Thor 2: Dark World was a little bit funnier, but a little bit more of the same, as Thor helps protect the Earth from some Dark Elves who are after Portman. No one really liked it, particularly since there’s literally no way to get the Northern Line from Charing Cross to Greenwich, certainly not in the middle of a battle.
Thor: Ragnarok
Now we have Thor: Ragnarok. Fans of Norse myth will of course know that Ragnarok is the prophesied end of the gods, when giant wolves, serpents and the like come to kill the gods, so expectations were naturally for something a bit sombre, particularly since the Marvel franchises come in packs of at most three movies (eg Iron Man, Captain America) so this was also set to be the last of the Thor movies. Then, of course, there’s Cate Blanchett playing Hella, the Norse goddess of Death. Again, a move that didn’t suggest laughs a minute.

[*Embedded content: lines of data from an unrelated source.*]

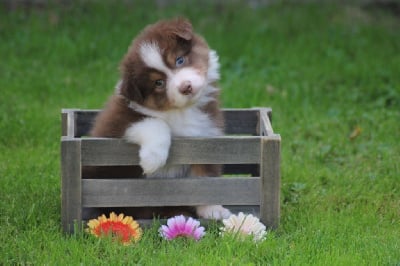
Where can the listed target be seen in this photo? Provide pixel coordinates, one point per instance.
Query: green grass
(325, 69)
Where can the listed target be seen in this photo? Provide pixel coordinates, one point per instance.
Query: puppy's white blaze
(190, 74)
(213, 67)
(183, 122)
(118, 87)
(151, 55)
(154, 138)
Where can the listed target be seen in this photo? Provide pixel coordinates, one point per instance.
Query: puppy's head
(168, 66)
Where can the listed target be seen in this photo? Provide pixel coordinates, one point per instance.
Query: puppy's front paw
(154, 137)
(152, 158)
(216, 212)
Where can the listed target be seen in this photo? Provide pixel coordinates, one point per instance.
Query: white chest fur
(154, 134)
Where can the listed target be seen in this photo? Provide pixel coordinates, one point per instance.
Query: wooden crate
(249, 151)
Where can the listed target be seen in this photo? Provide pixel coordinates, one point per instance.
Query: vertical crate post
(71, 179)
(270, 181)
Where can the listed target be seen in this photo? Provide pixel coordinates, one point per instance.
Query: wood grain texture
(219, 150)
(170, 192)
(237, 121)
(71, 203)
(270, 181)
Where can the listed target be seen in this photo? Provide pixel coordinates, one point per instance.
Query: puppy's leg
(154, 137)
(216, 212)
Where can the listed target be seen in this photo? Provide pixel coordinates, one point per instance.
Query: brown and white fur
(168, 88)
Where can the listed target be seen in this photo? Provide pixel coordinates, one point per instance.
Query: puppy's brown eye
(159, 83)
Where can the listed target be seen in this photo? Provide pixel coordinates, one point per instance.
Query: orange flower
(125, 229)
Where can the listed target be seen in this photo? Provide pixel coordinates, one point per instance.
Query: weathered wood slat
(265, 123)
(71, 183)
(220, 150)
(170, 192)
(237, 121)
(270, 181)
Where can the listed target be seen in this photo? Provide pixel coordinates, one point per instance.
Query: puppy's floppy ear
(183, 29)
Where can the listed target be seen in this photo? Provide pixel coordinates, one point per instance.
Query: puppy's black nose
(186, 88)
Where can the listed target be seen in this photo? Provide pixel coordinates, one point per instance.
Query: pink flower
(178, 226)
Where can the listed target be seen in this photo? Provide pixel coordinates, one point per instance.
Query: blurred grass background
(330, 71)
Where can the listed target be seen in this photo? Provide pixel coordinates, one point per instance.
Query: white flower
(243, 225)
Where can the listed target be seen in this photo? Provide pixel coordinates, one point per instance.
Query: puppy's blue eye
(179, 61)
(159, 83)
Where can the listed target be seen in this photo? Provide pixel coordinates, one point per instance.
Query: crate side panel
(170, 192)
(221, 150)
(237, 121)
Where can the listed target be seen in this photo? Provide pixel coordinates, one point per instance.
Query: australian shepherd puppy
(167, 88)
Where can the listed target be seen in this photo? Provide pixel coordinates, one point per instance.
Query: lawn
(331, 73)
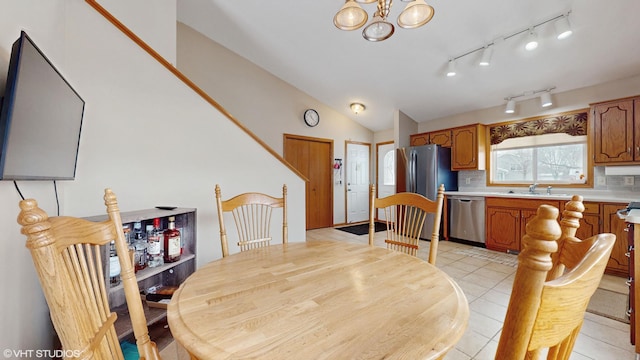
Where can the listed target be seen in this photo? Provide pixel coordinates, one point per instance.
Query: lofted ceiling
(297, 42)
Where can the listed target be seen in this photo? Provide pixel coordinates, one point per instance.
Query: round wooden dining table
(318, 300)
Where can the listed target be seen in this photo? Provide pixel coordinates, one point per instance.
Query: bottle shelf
(150, 272)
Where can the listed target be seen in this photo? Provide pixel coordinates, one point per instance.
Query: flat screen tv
(40, 118)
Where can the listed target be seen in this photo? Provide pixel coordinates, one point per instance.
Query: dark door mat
(362, 229)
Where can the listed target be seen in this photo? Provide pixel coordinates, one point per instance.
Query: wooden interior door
(313, 158)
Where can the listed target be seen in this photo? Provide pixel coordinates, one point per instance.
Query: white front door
(386, 184)
(357, 176)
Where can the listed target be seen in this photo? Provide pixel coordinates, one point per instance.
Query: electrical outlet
(628, 180)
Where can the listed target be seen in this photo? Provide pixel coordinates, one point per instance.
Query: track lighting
(532, 41)
(451, 68)
(486, 56)
(511, 106)
(561, 23)
(357, 108)
(563, 28)
(545, 99)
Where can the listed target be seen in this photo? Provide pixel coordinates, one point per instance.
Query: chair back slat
(252, 215)
(405, 215)
(68, 255)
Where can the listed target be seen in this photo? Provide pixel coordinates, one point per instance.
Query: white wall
(566, 101)
(145, 134)
(265, 104)
(154, 24)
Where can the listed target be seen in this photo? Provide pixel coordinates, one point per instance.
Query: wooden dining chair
(70, 256)
(546, 309)
(404, 216)
(252, 214)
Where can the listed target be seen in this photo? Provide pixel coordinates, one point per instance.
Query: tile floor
(487, 285)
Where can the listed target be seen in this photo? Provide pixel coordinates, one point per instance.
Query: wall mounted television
(40, 118)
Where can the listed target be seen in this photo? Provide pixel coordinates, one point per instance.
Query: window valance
(574, 124)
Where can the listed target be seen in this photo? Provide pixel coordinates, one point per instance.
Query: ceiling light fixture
(530, 31)
(451, 68)
(486, 56)
(357, 108)
(511, 106)
(545, 98)
(563, 28)
(351, 17)
(532, 41)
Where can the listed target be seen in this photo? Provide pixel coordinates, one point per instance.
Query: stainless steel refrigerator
(421, 169)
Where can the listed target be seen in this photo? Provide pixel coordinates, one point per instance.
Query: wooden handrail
(136, 39)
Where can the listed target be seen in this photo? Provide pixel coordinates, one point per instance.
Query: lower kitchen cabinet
(619, 261)
(506, 221)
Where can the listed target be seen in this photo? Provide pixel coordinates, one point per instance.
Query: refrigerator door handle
(414, 172)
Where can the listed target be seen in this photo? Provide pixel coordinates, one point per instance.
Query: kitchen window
(548, 159)
(545, 150)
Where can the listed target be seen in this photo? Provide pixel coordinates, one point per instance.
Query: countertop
(556, 194)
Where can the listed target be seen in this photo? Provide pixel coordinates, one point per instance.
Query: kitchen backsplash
(475, 180)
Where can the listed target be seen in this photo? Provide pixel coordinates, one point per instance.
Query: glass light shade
(511, 107)
(451, 68)
(532, 41)
(379, 29)
(416, 14)
(350, 17)
(486, 56)
(545, 99)
(563, 28)
(357, 108)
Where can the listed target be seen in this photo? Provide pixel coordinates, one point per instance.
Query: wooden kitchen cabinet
(616, 131)
(468, 148)
(506, 220)
(440, 137)
(618, 262)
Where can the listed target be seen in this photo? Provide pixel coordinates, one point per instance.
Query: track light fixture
(485, 60)
(451, 68)
(561, 23)
(532, 40)
(545, 99)
(357, 108)
(351, 17)
(563, 28)
(511, 106)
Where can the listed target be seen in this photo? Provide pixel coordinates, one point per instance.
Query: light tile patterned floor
(486, 279)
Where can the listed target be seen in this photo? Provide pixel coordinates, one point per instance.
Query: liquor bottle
(140, 247)
(154, 238)
(171, 242)
(114, 265)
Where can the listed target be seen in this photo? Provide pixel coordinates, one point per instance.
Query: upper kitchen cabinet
(440, 137)
(468, 148)
(614, 126)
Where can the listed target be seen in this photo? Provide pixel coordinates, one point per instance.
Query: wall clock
(311, 117)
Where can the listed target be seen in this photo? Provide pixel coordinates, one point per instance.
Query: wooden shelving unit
(169, 274)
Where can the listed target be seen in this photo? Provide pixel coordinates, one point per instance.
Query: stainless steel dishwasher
(466, 218)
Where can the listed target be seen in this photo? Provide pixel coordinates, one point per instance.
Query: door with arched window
(385, 171)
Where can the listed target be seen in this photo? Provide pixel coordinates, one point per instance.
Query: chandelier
(352, 16)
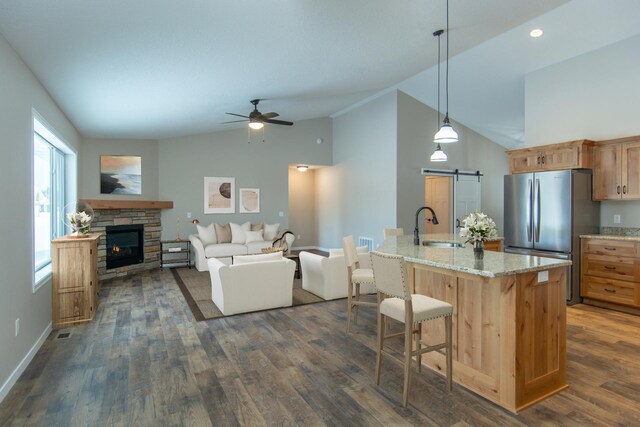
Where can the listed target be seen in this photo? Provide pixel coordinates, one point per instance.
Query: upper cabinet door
(631, 170)
(607, 165)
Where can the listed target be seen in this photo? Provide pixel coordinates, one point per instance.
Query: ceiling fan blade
(234, 121)
(239, 115)
(278, 122)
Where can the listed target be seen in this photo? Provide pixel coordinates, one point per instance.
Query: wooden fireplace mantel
(128, 204)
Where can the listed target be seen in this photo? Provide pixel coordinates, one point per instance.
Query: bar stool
(396, 301)
(388, 232)
(356, 276)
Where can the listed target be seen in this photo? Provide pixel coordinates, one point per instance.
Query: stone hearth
(150, 218)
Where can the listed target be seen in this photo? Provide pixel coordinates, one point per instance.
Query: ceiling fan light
(446, 134)
(439, 155)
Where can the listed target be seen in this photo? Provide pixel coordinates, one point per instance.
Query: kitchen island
(509, 318)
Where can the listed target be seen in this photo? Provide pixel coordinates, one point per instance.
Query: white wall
(417, 124)
(184, 162)
(89, 166)
(593, 96)
(20, 92)
(358, 195)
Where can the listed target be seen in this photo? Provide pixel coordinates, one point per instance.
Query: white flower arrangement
(80, 222)
(478, 227)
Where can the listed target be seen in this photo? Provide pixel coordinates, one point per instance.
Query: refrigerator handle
(529, 199)
(537, 209)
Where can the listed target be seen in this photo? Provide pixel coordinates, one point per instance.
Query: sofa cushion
(207, 234)
(223, 233)
(256, 247)
(340, 252)
(237, 232)
(270, 231)
(254, 236)
(224, 250)
(246, 259)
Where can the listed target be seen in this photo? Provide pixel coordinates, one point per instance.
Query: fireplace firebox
(125, 245)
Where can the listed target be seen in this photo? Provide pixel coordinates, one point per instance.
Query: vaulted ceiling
(160, 68)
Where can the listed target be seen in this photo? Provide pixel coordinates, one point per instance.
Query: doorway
(438, 194)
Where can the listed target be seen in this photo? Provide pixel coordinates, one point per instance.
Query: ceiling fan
(257, 120)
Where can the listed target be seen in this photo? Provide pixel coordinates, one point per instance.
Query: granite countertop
(610, 237)
(494, 264)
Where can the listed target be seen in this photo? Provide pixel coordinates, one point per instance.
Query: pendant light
(446, 134)
(438, 155)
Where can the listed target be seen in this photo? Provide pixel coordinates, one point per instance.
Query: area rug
(196, 288)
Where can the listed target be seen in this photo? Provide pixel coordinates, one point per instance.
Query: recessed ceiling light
(536, 32)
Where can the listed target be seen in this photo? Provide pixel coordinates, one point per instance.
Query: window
(49, 172)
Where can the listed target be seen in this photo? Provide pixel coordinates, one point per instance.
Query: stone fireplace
(142, 214)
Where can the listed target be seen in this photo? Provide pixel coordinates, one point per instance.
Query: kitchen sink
(442, 244)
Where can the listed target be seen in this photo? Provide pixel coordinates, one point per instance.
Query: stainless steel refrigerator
(544, 215)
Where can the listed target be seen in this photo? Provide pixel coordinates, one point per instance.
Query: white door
(466, 190)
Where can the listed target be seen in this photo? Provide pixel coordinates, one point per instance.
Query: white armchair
(251, 286)
(327, 277)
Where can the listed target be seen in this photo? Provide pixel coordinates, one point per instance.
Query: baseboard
(13, 378)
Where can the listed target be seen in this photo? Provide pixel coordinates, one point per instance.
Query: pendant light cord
(447, 75)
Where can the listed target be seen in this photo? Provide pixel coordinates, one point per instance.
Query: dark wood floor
(145, 361)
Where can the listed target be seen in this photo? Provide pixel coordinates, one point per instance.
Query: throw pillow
(254, 236)
(270, 231)
(207, 234)
(246, 259)
(223, 233)
(237, 232)
(340, 252)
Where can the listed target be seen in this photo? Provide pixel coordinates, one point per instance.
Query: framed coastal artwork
(121, 175)
(249, 200)
(219, 195)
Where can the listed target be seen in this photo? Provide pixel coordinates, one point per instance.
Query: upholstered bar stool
(388, 232)
(356, 277)
(396, 301)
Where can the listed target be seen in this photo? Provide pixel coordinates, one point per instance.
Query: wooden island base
(509, 332)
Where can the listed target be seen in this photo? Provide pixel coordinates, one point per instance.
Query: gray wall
(417, 124)
(184, 162)
(89, 166)
(358, 194)
(20, 92)
(594, 96)
(303, 219)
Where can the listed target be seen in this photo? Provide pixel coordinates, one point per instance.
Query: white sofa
(327, 277)
(226, 251)
(252, 285)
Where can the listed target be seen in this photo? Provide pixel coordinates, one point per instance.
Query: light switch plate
(543, 276)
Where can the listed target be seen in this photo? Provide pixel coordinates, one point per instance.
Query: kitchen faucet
(416, 231)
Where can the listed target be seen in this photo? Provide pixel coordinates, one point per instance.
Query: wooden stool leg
(349, 304)
(408, 333)
(448, 325)
(419, 346)
(381, 323)
(357, 306)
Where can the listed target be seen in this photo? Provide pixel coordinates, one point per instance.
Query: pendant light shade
(439, 155)
(446, 134)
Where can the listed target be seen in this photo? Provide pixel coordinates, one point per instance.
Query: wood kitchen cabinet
(567, 155)
(616, 169)
(610, 273)
(75, 286)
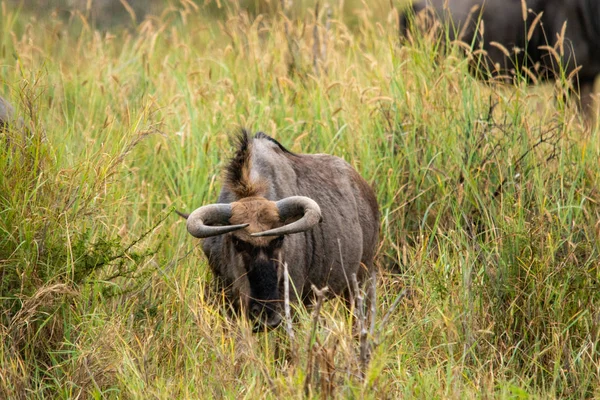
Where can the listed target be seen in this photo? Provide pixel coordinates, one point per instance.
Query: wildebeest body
(326, 255)
(503, 24)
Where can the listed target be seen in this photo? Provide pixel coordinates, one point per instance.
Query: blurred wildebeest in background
(311, 211)
(532, 38)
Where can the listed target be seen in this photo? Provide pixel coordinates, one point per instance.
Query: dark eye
(277, 242)
(238, 244)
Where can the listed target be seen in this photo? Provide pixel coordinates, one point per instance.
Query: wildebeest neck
(264, 288)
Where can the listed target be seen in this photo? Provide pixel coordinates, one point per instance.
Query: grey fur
(327, 254)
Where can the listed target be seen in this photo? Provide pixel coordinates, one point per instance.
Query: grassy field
(490, 200)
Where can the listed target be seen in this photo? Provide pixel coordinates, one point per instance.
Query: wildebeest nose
(255, 310)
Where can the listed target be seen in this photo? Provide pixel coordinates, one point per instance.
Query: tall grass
(489, 200)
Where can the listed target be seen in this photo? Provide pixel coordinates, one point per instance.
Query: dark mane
(237, 172)
(262, 135)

Certainly, watching Thor: Ragnarok, there is an underlying sadness to proceedings, when favourite character after favourite character from previous movies meets a quick and untimely death. But in the hands of director Taika Waititi (Eagle vs Shark, What We Do in the Shadows), it’s fair to say that Thor: Ragnarok is also the funniest Marvel movie to date. Seriously, it makes Guardians of the Galaxy look like a Ken Loach movie at times.
That’s despite Thor losing his mighty hammer Mjölnir, splitting up from Portman and landing up on a planet where he has to fight to the death for Jeff Goldblum against the Hulk (Mark Ruffalo).